SMART Criteria for Objectives
- Specific: Details exactly what needs to be done.
- Measurable: Achievement or progress can be measured.
- Achievable: Objective is accepted by those responsible for achieving it.
- Realistic: Objective is possible to attain, important for motivational effect.
- Timed: Time period for achievement is clearly stated.
Identify People, Process, and Technology Requirements
The next step is to begin the process of identifying the people, process, and technology requirements for the goals and objectives to be achieved. You’ll return to these matters repeatedly as the project unfolds, but at this stage you need a general idea of the changes that are necessary so that you can begin to identify costs and construct a business case. If your goal is to enhance cross-selling opportunities you might need to invest in training sales people to ask the right questions, engineering a new opportunity management process, and acquiring sales-force automation software.
Develop the Business Case
The business case is built around the costs and benefits of the CRM implementation and answers the question: ‘Why should we invest in this CRM project?’ The business case looks at both costs and revenues.
Improved Revenues
- Conversion of more leads from suspect to prospect to opportunity.

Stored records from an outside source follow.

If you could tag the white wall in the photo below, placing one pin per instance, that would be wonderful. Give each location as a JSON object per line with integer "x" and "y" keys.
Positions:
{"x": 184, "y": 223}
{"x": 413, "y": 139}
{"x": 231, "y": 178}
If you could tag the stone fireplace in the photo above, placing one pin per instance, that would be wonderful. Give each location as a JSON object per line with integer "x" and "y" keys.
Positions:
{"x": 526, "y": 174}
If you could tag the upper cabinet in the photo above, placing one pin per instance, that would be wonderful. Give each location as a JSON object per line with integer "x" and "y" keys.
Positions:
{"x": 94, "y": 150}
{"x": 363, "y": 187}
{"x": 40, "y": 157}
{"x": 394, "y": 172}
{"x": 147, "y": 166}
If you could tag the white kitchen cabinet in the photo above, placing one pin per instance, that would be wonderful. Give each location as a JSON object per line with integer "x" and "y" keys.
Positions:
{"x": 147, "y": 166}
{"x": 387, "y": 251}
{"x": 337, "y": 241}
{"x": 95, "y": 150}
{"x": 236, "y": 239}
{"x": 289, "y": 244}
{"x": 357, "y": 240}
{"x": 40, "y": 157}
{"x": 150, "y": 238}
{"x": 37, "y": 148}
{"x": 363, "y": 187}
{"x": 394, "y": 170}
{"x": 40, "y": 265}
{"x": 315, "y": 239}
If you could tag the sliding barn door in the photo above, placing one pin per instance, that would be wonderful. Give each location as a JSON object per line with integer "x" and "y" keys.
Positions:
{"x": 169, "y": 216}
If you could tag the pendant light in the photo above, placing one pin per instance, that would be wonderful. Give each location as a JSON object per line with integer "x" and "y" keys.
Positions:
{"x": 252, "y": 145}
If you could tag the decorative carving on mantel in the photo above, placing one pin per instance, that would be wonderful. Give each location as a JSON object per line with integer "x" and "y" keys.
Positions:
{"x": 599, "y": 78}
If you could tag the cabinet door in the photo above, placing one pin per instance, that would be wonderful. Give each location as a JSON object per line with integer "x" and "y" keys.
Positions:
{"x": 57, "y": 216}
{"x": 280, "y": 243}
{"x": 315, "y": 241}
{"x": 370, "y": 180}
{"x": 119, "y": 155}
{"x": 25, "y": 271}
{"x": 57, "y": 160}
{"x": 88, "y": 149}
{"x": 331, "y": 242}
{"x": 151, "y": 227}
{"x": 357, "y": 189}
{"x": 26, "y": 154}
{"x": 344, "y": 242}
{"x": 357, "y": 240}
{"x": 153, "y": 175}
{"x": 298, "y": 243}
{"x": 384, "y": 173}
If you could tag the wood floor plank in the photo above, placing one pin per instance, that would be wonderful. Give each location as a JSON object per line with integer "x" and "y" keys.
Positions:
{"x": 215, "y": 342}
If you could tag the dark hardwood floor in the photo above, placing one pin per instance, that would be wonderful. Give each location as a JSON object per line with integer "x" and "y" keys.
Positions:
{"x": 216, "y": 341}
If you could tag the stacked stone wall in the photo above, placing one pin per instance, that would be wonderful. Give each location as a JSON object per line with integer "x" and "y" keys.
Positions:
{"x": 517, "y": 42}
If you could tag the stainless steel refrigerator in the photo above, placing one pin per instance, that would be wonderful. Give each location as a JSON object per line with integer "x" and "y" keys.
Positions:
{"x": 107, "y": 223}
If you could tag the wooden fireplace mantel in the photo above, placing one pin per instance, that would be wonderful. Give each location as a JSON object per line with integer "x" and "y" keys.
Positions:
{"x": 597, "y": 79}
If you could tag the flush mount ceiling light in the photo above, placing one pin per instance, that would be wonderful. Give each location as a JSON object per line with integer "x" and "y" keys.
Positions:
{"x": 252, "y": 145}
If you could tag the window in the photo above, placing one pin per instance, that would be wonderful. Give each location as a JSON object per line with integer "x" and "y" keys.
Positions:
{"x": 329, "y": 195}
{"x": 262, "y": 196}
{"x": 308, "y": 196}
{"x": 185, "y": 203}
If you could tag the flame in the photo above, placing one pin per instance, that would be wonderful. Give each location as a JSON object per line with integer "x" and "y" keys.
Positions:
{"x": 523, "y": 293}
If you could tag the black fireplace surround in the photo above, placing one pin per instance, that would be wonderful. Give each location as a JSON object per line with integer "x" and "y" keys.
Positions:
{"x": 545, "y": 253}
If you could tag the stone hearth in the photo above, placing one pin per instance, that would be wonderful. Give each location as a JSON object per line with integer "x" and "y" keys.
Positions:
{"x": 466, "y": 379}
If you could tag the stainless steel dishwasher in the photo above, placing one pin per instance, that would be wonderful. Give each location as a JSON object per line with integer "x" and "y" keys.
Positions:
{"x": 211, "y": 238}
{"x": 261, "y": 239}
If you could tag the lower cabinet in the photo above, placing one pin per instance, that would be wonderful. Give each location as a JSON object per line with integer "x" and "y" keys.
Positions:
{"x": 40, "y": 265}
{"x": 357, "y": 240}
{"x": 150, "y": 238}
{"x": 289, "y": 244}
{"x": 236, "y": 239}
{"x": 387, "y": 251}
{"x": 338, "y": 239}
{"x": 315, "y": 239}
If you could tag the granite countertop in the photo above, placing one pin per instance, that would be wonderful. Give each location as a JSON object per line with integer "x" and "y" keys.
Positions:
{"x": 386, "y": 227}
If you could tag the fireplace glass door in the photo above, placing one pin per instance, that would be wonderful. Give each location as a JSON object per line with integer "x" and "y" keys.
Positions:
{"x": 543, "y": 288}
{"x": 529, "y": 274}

- More cross-selling and up-selling.
- More accurate product pricing.
- Higher levels of customer satisfaction and retention.
- Higher levels of word-of-mouth influence.
- More leads and/or sales from marketing campaigns.
- Incremental sales from more effective selling processes.
Reduced Costs
- Improved lead generation and qualification.
- Lower costs of customer acquisition.
- More efficient account management.
- Less waste in marketing campaigns.
- Reduced customer service costs.
- More efficient front-office processes.